In an interview with The Jerusalem Post, Simon elaborated on the company’s future Israeli operations, the current gas market and the role of natural gas in the eventual transition to clean energy.
Relative to the rest of the global market, Israel seems to be one of the world’s natural gas gold mines, given its many bountiful offshore deposits. How does the current amount of supply match up with market demand?
“There’s a lot of demand: people use a lot of power. Even if you have an electric car, you have to plug that car in to power it, and the electric plants that supply that power are gas fueled. The world continues to see a lot of demand, and Israel is included in that.”
With that said, do you expect the price of natural gas to increase in the near future?
“I personally think that it will. There are all sorts of dynamics that would indicate the continued growth of demand for energy, and gas is a very good source of fuel to provide that. Manufacturing plants — particularly fertilizer plants — home heating… as well, if China starts opening back up because lockdowns have been lifted, economic activity will come up. Everyone expects the demand for energy to continue to be robust.”
Despite its overabundance of gas, it seems like Israeli consumers are more than willing to use as much as possible. Is the Israeli gas market bottomless, or at least large enough to justify Energean’s continued focus?
“I'm not sure what ‘bottomless’ means. It all depends on the actual demand. I think at some point the Israeli market is going to be totally saturated and the gas is going to have to go somewhere else. Right now, we're in the position where that's clearly not happening in the next few years, but that is down the road.”
“Israel is benefiting from this wonderful resource that you are blessed with. Frankly, you're sitting on a great asset.
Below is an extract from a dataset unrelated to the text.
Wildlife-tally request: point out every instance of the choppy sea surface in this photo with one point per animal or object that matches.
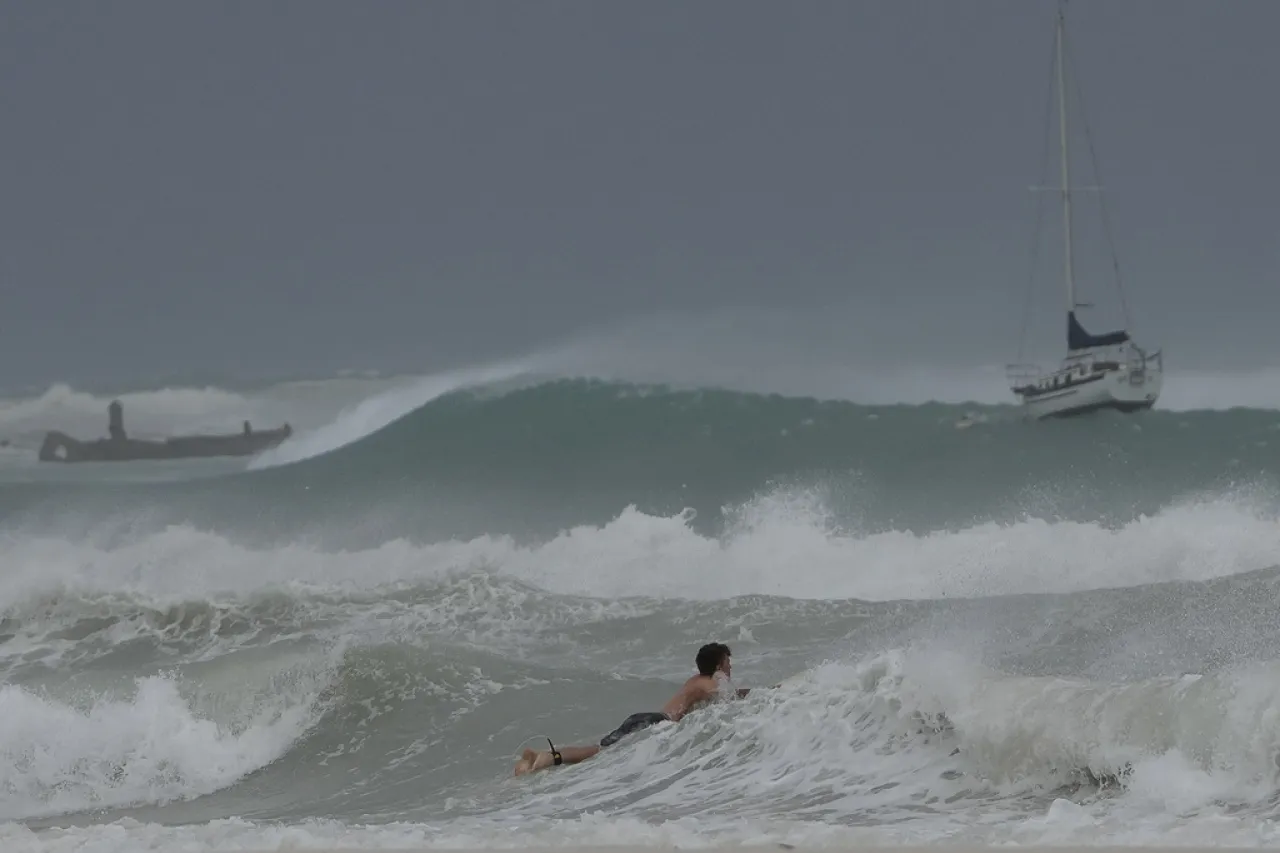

The resource base that you have here has proven to be very attractive, and we haven’t officially decided on it yet but continuing to supply the Israeli market is certainly a very attractive alternative.”
If the company does decide to enter other local markets, are there any barriers that would prevent Energean from exporting its product to other nations in the area?
“One of the barriers of sending gas outside of Israel is you need more pipeline space, which you don't really have right now — and it’s potentially very expensive infrastructure to build. We're the kind of company that, if it's there, we'd be more than happy to use it. But I don't think we’re the players in the market to build it.”
“Israel has been a great market for us, [though] we're more than happy to sell the gas wherever it makes economic sense for us, and right now the export market is not really that available because of infrastructure capacity.”
Energean is somewhat smaller compared to other global energy corporations like Chevron or BP. In a market that relies so heavily on the discovery of new resources just as much as it depends on leveraging those resources, how does Energean stay in the game, when exploration is both speculative and expensive?
“The goal is to mitigate risk as much as possible. Pure exploration can be very speculative, and these [exploration efforts] are big investments. I mean, we spent like $130 million last year on exploration. Each day costs something like half a million dollars, depending on your rig rates, which are very high now.”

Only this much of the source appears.